I'm just basically trying to add a column with a unique identifier for a journey. I have a table that looks similar to this:
Time id station newtrip
2017-11-15 16:45 100 St.George TRUE
2017-11-15 16:46 100 Bloor FALSE
2017-11-15 16:47 110 Wellesley TRUE
2017-11-15 16:48 110 Wellesley FALSE
2017-11-15 16:49 200 Dundas TRUE
2017-11-15 16:55 200 College FALSE
2017-11-15 16:56 200 Union FALSE
2017-11-15 17:51 200 Union TRUE
2017-11-15 17:52 200 St.Andrew FALSE
All I am trying to do is increment a counter every time that last column shows true. So the result should look like:
Time id station newtrip journeyID
2017-11-15 16:45 100 St.George TRUE 1
2017-11-15 16:46 100 Bloor FALSE 1
2017-11-15 16:47 110 Wellesley TRUE 2
2017-11-15 16:48 110 Wellesley FALSE 2
2017-11-15 16:49 200 Dundas TRUE 3
2017-11-15 16:55 200 College FALSE 3
2017-11-15 16:56 200 Union FALSE 3
2017-11-15 17:51 200 Union TRUE 4
2017-11-15 17:52 200 St.Andrew FALSE 4
Couple things to note
- If using window analytic functions, I am not partitioning on anything. I want this to cover the entire table (about 30mil rows).

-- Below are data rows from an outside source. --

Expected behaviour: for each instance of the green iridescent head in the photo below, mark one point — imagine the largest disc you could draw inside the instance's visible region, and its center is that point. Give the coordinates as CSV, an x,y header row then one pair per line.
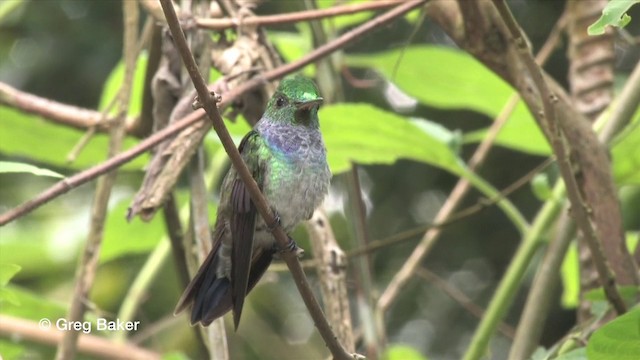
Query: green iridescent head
x,y
295,101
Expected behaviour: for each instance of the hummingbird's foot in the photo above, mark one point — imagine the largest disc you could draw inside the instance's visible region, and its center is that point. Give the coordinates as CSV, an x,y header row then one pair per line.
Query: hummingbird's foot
x,y
197,104
276,222
291,247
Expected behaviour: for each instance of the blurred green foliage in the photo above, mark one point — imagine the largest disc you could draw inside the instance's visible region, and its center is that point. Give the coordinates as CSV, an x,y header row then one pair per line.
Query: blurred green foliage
x,y
410,159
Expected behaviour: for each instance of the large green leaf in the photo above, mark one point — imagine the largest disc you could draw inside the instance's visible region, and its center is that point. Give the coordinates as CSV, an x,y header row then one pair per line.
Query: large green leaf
x,y
29,136
402,352
32,306
626,156
441,77
614,14
451,79
126,238
7,271
619,339
365,134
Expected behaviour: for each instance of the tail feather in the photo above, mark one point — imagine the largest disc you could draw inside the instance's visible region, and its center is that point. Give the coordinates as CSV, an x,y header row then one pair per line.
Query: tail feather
x,y
211,295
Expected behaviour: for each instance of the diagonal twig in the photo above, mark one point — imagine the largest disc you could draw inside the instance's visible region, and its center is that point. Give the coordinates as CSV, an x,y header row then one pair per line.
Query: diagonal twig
x,y
226,23
193,118
209,104
89,262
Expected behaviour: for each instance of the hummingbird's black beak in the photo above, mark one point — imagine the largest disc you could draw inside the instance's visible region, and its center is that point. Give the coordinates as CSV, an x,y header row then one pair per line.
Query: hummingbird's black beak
x,y
308,105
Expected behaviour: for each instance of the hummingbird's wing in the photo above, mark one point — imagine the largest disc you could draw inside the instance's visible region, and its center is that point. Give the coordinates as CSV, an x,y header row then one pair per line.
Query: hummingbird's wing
x,y
243,220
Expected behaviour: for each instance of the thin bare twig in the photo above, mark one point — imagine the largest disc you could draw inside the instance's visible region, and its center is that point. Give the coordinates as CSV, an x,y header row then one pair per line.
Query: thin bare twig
x,y
332,272
539,299
446,212
462,299
374,334
209,104
579,207
89,261
480,205
69,115
226,23
193,118
87,344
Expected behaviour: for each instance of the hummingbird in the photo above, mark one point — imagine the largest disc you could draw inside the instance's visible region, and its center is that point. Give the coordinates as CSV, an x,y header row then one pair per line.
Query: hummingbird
x,y
286,156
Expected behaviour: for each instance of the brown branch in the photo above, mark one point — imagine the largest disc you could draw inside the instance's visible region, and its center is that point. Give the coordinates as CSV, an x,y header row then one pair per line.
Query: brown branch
x,y
64,114
226,23
373,330
462,299
580,208
332,272
193,118
480,205
539,299
447,13
89,262
87,344
209,104
201,230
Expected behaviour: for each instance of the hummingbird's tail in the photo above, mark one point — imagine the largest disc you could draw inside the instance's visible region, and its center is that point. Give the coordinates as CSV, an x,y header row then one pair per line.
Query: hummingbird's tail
x,y
210,295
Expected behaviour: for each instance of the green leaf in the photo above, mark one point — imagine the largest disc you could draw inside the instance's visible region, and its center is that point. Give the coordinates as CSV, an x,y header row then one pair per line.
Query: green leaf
x,y
294,45
126,238
614,14
7,271
12,350
402,352
619,339
626,156
31,306
570,272
541,187
114,83
441,77
628,293
9,167
575,354
175,356
29,136
367,135
452,79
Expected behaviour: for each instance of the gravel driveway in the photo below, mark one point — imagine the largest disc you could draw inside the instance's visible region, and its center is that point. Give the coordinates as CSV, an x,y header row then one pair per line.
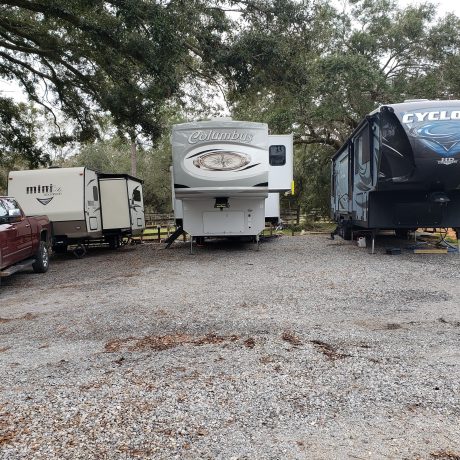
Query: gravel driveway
x,y
306,349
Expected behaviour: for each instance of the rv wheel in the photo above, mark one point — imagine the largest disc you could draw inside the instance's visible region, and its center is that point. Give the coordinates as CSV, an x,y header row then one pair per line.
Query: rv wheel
x,y
41,263
402,233
114,241
345,231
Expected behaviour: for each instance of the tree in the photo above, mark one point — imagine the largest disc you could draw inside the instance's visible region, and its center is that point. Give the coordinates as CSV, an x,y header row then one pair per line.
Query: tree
x,y
127,58
307,68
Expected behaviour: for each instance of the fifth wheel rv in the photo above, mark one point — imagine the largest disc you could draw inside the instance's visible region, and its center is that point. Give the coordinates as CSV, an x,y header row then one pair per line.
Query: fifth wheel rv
x,y
400,170
223,171
83,206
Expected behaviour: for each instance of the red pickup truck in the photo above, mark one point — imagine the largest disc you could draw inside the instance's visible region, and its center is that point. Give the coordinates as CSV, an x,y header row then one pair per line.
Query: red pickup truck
x,y
24,241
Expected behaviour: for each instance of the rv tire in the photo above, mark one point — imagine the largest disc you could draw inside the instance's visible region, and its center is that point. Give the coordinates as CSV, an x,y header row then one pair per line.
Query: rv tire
x,y
346,232
41,263
114,241
402,233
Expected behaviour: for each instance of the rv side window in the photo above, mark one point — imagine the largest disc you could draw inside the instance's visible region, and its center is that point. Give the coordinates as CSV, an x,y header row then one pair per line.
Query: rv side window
x,y
366,147
137,195
3,214
277,155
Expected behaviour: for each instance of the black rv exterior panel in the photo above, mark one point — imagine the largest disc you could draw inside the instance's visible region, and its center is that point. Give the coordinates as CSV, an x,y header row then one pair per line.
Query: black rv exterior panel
x,y
413,209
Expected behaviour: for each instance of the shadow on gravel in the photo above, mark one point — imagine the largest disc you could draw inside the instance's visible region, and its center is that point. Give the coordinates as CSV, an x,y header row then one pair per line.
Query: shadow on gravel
x,y
165,342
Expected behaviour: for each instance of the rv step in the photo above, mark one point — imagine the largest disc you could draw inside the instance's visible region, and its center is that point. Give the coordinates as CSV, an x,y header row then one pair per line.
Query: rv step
x,y
430,251
16,268
170,240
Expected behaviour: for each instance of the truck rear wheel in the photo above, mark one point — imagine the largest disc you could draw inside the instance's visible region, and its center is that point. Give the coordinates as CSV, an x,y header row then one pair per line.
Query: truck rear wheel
x,y
41,263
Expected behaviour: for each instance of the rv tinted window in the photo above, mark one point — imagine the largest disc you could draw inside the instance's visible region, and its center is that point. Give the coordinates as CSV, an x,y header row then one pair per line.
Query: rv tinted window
x,y
3,214
397,158
137,195
277,155
366,148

I was able to get this to work on my Hortonworks Ambari VM by adding a row_counter (rowid) for the whole table and then doing something like:
SUM(IF(newtrip, 1, 0)) OVER(order by rowid) as journeyID
But when running the EXACT same code in a cluster in AWS EMR, adding a row ID seems to mess up the order of the other columns and I get messed up results.
Surely there is an easy way to do this?